Bismuth compounds would aid peptic ulcer disease and acute diarrhoea. But bismuth subsalicylate inhibits prostaglandin production, and prostaglandins are cytoprotective, so wouldn’t the inhibition of prostaglandins lead to more mucosal damage?

Both subcitrate and subsalicylate bismuth salts (and also subgallate and subnitrate salts) are used.

Theoretically, the subsalicylate is better for diarrhoea because the salicylate additionally acts as an NSAID to reduce inflammation and reduce prostaglandin-mediated activation of chloride channels reducing chloride and hence water in the lumen of the bowel (the opposite effect to lubiprostone).

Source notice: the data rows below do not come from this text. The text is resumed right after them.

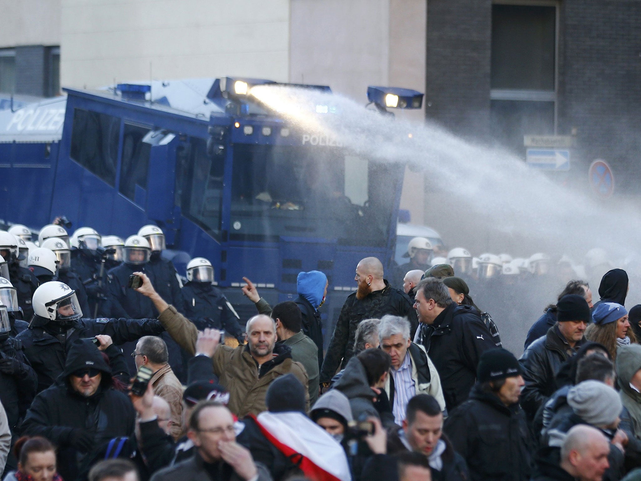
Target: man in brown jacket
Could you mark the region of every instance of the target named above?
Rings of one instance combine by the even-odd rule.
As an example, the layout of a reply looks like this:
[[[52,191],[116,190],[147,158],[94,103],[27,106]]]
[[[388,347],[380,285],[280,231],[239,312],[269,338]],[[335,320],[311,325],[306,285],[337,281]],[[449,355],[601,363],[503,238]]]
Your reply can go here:
[[[228,407],[238,418],[267,410],[265,396],[267,388],[281,376],[291,373],[307,391],[305,369],[292,360],[292,350],[288,346],[276,344],[276,325],[271,317],[259,314],[247,321],[246,345],[235,349],[219,345],[220,335],[217,333],[212,339],[208,352],[196,353],[198,330],[196,326],[163,300],[147,276],[142,273],[135,273],[143,280],[142,285],[136,290],[153,302],[160,313],[158,320],[172,338],[188,353],[196,355],[196,362],[202,362],[206,357],[213,360],[213,372],[218,376],[219,382],[229,392]],[[307,401],[308,404],[308,398]]]
[[[185,434],[183,426],[183,386],[169,366],[167,344],[162,338],[154,335],[141,337],[131,353],[136,368],[146,366],[153,372],[149,380],[154,394],[169,404],[171,410],[171,437],[178,441]]]

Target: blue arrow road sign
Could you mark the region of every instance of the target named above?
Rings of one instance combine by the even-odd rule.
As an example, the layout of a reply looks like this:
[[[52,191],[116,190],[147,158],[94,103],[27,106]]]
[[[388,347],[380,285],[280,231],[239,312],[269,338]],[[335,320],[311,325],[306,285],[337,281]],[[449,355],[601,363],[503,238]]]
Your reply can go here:
[[[570,170],[570,151],[556,149],[528,149],[528,165],[544,171]]]

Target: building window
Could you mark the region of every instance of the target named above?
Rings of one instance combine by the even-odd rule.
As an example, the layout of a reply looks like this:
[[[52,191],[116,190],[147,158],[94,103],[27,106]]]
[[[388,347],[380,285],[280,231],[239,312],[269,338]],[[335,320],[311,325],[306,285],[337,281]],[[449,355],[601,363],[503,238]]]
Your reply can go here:
[[[521,155],[524,135],[556,133],[557,6],[531,3],[492,10],[493,133]]]
[[[148,127],[125,122],[119,190],[141,207],[147,197],[147,171],[151,153],[151,144],[146,137],[153,133]]]
[[[0,92],[15,92],[15,50],[0,49]]]
[[[60,47],[49,49],[49,69],[47,72],[47,97],[60,94]]]
[[[113,187],[119,134],[120,119],[74,108],[70,156]]]

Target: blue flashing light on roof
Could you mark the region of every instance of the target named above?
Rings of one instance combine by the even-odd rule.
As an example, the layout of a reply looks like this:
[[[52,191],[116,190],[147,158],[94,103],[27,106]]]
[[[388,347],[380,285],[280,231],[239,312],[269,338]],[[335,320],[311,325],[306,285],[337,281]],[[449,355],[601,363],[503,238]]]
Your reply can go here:
[[[145,100],[145,95],[151,92],[151,86],[137,83],[119,83],[116,86],[116,90],[121,92],[123,99]]]
[[[410,89],[395,87],[368,87],[367,99],[381,112],[387,108],[420,108],[423,94]]]

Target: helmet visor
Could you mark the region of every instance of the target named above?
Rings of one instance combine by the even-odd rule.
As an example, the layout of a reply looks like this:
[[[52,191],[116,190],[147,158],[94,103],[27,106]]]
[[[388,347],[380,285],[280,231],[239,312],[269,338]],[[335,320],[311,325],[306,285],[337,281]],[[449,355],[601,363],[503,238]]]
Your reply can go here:
[[[122,246],[110,246],[106,249],[113,249],[115,252],[113,254],[107,254],[107,258],[110,260],[115,260],[117,262],[122,262],[123,257]]]
[[[213,282],[213,267],[210,266],[198,266],[187,271],[187,276],[192,282]]]
[[[11,312],[20,310],[15,287],[0,287],[0,304],[6,306],[6,310]]]
[[[472,271],[472,259],[469,257],[454,257],[450,262],[456,275],[469,274]]]
[[[71,321],[82,317],[82,309],[76,297],[76,292],[62,300],[54,301],[52,303],[56,304],[56,321]]]
[[[145,239],[151,246],[152,251],[165,250],[165,235],[164,234],[151,234],[146,235]]]
[[[488,279],[490,277],[496,277],[503,273],[502,266],[497,266],[495,264],[479,264],[479,278]]]
[[[124,254],[126,264],[140,266],[149,262],[151,251],[146,248],[126,246]]]
[[[58,258],[58,267],[59,268],[70,269],[71,267],[71,253],[69,251],[54,251],[53,253]]]
[[[90,251],[95,251],[101,246],[100,236],[94,234],[81,235],[78,237],[78,246],[81,249],[88,249]]]
[[[6,306],[0,305],[0,335],[8,334],[10,332],[11,332],[11,323],[9,322]]]

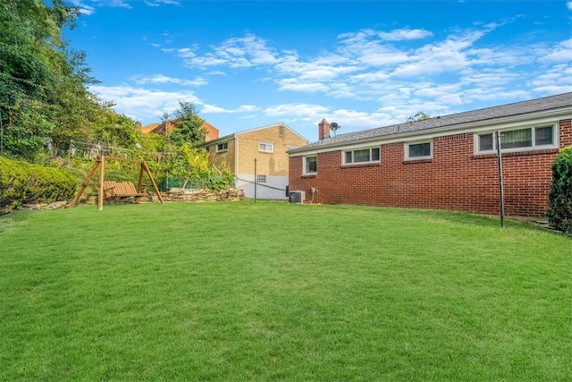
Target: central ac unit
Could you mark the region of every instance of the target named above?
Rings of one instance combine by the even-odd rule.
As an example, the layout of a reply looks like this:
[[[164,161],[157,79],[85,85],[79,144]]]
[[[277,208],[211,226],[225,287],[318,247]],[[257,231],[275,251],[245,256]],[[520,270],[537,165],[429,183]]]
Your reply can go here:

Meanwhile, theoretically, the subsalicylate is worse for peptic ulcer as it is hydrolyzed to salicylic acid, which will act as a COX inhibitor preventing the production of the prostaglandins. The prostaglandins have protective actions in the stomach, increasing mucosal blood flow, increasing mucus secretion, increasing bicarbonate secretion and, at high concentrations, reducing acid secretion.

In practice, both subsalicylate and non-subsalicylate bismuth compounds are used clinically for both gastric acid-related disease and diarrhoea, and there is no clear evidence of a difference. However, there have not been large, well-designed clinical trials to compare them directly.